It might apply to some positions like SRE, but surely for an engineer working on one of their mobiles apps, there are still many problems to solve.

Google seems perfect for two kinds of programmers/engineers:

1. you are 20-something, white or Asian, fresh out of college, Jewish/Stanford/Ivy/otherwise-2nd-gen-pampered-background, male, maybe still in college or 1st startup AND you are willing to move anywhere they want, do anything they tell you, you have no spouse, no kids, no ill parents, no local geo investments, no major illnesses, not multi-careered, you're still impressed by Shiny/Words, etc.

2. you are 30/40-ish but now established as a Major Name (Linus, Vint, Guido, etc.) and/or owner of a company Google wants to buy, and therefore $M+ talks loudly

if you don't fit (approximately) into one of those two boxes, then Google is a non-ideal fit for you

META: downvote me all you want HN, I do not care what the GroupMind's Allowed Opinion algorithm here thinks anymore

Since this guy has no clue, let me clarify as someone who worked at Google until recently:

Any Google employee who spews something like "Google is perfect if you are 20-something, white or Asian, Jewish/blah blah background male..." will be (with high probability) asked by his[1] coworkers WTF he is talking about, and would he please shut up or learn to open his mouth without insulting his coworkers. If the behavior continues, it may or may not result in disciplinary action, though the consensus seemed that there aren't enough disciplinary action. (I guess it depends on who you ask.)

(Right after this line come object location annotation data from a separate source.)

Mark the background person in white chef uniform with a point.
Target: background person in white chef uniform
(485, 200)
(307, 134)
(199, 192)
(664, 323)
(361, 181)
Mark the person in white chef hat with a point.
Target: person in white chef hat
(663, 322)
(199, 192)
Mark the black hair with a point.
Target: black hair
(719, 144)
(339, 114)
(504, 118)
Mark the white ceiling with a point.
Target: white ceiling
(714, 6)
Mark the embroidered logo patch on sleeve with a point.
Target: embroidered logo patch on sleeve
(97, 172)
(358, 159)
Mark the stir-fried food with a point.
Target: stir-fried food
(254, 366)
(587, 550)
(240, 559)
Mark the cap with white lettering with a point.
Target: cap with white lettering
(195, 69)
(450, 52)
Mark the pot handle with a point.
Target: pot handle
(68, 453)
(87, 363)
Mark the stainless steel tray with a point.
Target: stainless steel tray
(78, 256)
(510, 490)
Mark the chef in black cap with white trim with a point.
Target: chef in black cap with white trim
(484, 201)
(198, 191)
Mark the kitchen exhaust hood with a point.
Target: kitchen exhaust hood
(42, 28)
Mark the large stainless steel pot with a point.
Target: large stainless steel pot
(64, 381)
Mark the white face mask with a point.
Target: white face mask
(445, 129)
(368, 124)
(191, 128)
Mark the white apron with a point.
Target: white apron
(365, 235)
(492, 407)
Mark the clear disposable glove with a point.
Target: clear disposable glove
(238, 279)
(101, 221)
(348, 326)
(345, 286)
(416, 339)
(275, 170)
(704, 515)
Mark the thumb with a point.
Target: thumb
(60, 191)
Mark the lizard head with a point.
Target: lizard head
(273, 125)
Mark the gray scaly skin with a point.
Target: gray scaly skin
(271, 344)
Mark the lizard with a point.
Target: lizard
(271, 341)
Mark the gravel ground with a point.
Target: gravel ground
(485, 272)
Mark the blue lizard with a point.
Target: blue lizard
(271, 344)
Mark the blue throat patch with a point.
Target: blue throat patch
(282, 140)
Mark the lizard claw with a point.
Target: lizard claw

Contrary to popular conception, Google employs a lot of thoughtful people and they want to make their workplace a better place to live and work.

[1] I'd normally say "their", but it seems "his" here is more coherent with my... "observation of reality."

"Any Google employee who spews something like" -- I don't see that he was commenting on what Google employees say.

May I ask which Google location you were/are located at?

Mountain View. (DISCLAIMER: It's a vast office space, so different part of the organization might have different cultures. My perception is from my personal experience as well as from reading through internal Google+, mailing lists, etc.)

Hearing this from a korean that moved to US is funny :-)

How about category 3: 30+, has a family, wants a stable job with good pay, but not crazy hours?

Ding ding ding! That's me to a T. I'm in my early 30s, with a family, and just started in MTV this past Monday. I spent 11 years at a small company in Cleveland, and had reached the top of the engineering ladder there. Had the opportunity to move out to Silicon Valley, where I have much more varied career prospects if I decide Google isn't for me after my shares vest.

On my team are two very experienced engineers (one's been at Google for longer than all but 38 employees), and it will be a great opportunity to learn from some really great people and grow my skills, which had been stagnating due to lack of challenge at my last company.

There was never any pressure at my last job to work crazy hours, so that wasn't really a factor in moving per se; but Google is big on work-life balance, which is super important to me.

good point. reasonable. the making of generalizations does not outlaw other generalized groups or categories.

an entire side discussion about Bayes predictions could be entered here. where having a few rough rules would yield a 90% beneficial prediction. add a 2nd rule or exception boosts your yield to 95%. add a 3rd rule/exception boosts your yield to 97%. and so on...

Why does your race matter in the first point?

Probably just observation.

I've been to google campus on Mt. View and LAX Google (which is really in Venice...).

They're mostly Asian and White. On a Saturday I was visiting a buddy and I swear it was 90% Asian.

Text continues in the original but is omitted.